La señora March sonrió y comenzó enseguida, porque había contado
historias a aquel auditorio durante muchos años y sabía cómo complacerlo.
—Había una vez cuatro chicas que tenían lo bastante para comer y
vestirse, no pocas comodidades y placeres, buenos amigos, benévolos padres
que las amaban tiernamente y todavía no estaban contentas. (Al llegar aquí,
las oyentes se miraron a hurtadillas y se pusieron a coser diligentemente.)
Estas chicas deseaban ser buenas y tomaron excelentes resoluciones; pero por
una cosa o por otra, no lograban cumplirlas muy bien, y con frecuencia
decían: «¡Si tuviéramos tal o cual cosa!» o «¡si pudiéramos hacer esto o
aquello!», olvidando completamente cuánto tenían ya y cuántas cosas
agradables podían ya hacer. Fueron y preguntaron a una vieja qué métodos
podrían usar para ser felices, y ella les dijo: «Cuando se sientan descontentas,
piensen en lo que poseen y estén agradecidas.» (Aquí Jo levantó la cabeza,
como si fuera a hablar, pero no lo hizo, al notar que la historia no había
terminado.) Como eran chicas razonables, decidieron seguir el consejo, y
quedaron sorprendidas al ver lo ricas que eran.
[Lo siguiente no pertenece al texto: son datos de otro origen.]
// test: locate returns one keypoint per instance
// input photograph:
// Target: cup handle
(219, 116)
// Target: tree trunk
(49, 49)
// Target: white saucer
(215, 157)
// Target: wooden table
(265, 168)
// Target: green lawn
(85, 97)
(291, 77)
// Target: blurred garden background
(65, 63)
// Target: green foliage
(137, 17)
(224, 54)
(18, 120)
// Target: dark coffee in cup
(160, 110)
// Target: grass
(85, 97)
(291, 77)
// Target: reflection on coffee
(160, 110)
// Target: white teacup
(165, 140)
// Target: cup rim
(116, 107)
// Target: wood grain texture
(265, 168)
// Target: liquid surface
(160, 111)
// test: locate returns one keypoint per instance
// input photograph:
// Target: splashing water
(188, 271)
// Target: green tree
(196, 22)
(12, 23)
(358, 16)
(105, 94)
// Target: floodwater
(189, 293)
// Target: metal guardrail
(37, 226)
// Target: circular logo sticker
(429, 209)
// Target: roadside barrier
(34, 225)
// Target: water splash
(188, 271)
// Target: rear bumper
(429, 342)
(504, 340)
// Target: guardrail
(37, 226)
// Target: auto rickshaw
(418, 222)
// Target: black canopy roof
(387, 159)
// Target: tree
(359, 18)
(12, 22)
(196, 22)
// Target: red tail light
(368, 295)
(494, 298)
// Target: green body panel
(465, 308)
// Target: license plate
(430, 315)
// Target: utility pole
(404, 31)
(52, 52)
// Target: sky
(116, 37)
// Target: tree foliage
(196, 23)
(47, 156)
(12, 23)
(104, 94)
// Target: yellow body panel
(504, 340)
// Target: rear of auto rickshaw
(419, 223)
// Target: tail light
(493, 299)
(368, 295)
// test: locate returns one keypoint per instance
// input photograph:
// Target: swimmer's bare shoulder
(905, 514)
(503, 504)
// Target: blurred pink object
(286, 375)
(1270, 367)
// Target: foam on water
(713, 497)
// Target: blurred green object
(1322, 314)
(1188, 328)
Una descubrió que el dinero
no podía evitar que la vergüenza y la tristeza entraran en las casas de los
ricos; otra, que, aunque pobre, era mucho más feliz con su juventud, salud y
buen humor, que cierta señora, vieja y descontentadiza, que no sabía gozar de
sus comodidades; una tercera, que desagradable como era trabajar en la
cocina, era más desagradable tener que pedirlo como una limosna, y la cuarta,
que las sortijas de cornalina no eran tan valiosas como la buena conducta.
Así, convinieron en dejar de quejarse, gozar de lo que ya tenían y tratar de
merecerlo, no fuera que lo perdiesen, en vez de que aumentara; y creo que
nunca se arrepintieron de haber seguido el consejo de la vieja.
—Vaya, mamá, qué habilidad para volver nuestros cuentos contra
nosotras y darnos un sermón en lugar de una historia —exclamó Meg.
—A mí me gusta esta clase de sermones; es de la misma clase que los que
solía contarnos papá —dijo Beth, pensativa, poniendo en orden las agujas
sobre la almohadilla de Jo.
—No me quejo nunca tanto como las demás, y ahora tendré más cuidado
todavía, porque lo sucedido a Susie me ha hecho reflexionar —repuso Amy.
—Necesitábamos esa lección y no la olvidaremos. Si lo hacemos,
digamos, como la vieja Cloe en El Tío Tom: piensen en sus bendiciones,
niños, piensen en sus bendiciones —susurró Jo, que no podía resistir la
tentación de sacar un chiste del sermoncito, aunque lo tomase tan en serio como las demás.